足立さん争奪戦
薄いレースカーテンは風に揺られ、暖かい光がフローリングを照らしている。そんなお出かけ日和の中僕は子猫用のミルクを作っていた。
「にいぃ!」
「はいはい、今出してあげるからね」
僕が猫用の哺乳瓶を持ってゲージのそばに座ると、その奥で寝ていた黒い塊がのそりのそりとゆっくり歩いてくる。いつも扉を開けて、マガツが辿り着くまで待ってやるのだ。僕がさっさと手をいれて抱き上げた方が早いんだけど、頑張るところを見ていたい。
「よくできたねえ」
もっそもっそと外までやってきて、床に降り立った。そいつを抱き上げて、さあミルクをやろうかとすると、背中にどっしりとした重みが乗っかってきた。
「……どうしたの」
「ママァ……」
低い声でそう囁かれて鳥肌がたった。キトンブルーが可愛いこの子に言われるならまだしも、アラサー近くの男に言われるなら話は別だ。
「キモいよ晃汰くん」
「ひどいです。傷つきました」
くすん、と泣き真似をする彼を放ってマガツにミルクをやる。ちゅっちゅっと一生懸命飲んで、足をゆっくり動かしているのがとても可愛らしい。

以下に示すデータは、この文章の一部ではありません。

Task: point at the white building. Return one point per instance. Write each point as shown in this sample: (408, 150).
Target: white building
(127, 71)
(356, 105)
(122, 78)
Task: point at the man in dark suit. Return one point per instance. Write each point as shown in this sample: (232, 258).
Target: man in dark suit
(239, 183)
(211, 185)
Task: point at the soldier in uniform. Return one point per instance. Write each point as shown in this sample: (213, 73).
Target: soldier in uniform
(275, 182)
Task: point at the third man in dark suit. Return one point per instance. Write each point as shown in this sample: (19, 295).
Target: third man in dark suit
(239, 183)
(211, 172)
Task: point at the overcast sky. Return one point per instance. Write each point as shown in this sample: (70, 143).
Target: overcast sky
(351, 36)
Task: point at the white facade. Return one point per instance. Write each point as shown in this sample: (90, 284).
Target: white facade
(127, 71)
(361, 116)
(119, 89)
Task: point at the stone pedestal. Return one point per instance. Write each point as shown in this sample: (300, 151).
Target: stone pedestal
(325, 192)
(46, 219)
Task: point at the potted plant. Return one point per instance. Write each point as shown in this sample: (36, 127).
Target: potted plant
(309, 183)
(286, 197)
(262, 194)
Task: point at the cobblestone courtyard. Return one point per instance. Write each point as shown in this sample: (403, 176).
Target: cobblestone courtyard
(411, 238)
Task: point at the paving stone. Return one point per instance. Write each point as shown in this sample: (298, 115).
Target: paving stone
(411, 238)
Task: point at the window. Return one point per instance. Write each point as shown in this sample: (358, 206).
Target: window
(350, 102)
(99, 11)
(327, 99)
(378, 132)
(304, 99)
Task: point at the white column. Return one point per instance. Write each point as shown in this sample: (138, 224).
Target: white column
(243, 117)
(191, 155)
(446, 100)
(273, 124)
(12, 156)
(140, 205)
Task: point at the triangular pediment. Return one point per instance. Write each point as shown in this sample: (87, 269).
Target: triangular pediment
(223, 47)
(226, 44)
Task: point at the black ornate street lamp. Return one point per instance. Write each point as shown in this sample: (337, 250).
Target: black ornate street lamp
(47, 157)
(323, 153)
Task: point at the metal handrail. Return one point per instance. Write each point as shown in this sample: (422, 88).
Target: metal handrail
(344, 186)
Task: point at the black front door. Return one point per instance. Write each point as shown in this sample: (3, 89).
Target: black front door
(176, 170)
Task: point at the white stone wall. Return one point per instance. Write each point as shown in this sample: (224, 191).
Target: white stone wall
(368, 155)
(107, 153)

「そろそろミルク卒業のために離乳食を食べさせなきゃねえ」
「歯が生えてきてますしね。足立さんのママ姿見納めですか……」
「見て楽しいの? それ」
「いえ、なんだか嬉しいなあって。足立さんがお世話してるところを見れるなんて思っていませんでしたから」
十年前の話をされると言葉が詰まってしまう。晃汰は分かってやっているのだろうか。まあ、僕の人間的成長を喜ぶのと、ママ呼びをするのは話が別だけども。そうこうしている内に哺乳瓶は空になってしまった。
「いっぱい食べたね」
晃汰が背後から手を伸ばして狭いおでこをゆっくりと撫でる。マガツは気持ちよさそうに目を細めた。お腹がいっぱいになったからか、そのままぷうぷうと寝息を立てている。
「足立さん、次は俺の番です」
ぱちん、とゲージの鍵をかけたところで晃汰が頰にキスをしてきた。床についていた手が腰を這って強く抱きしめられる。
「こら、まだ昼間だっての」
「二人がいれば時間なんて関係ないですよ」
もう少しで唇が触れる。その時だった。
「みゃあん」
ポトリ、と床を叩く音と同時にイザナギがやってきた。彼の前にはお気に入りのおもちゃが置いてある。僕も晃汰もポカン、と眺めていると僕の袖を噛んでくいくいと引っ張り始めた。
「あ、ちょ、伸びるって」
「次は俺の番だぞ、ってことか……」
晃汰はため息をついて腰に回していた手を離す。僕がおもちゃを持つとイザナギは満足そうになん! と一鳴きした。やっぱり似てるよ、君たち。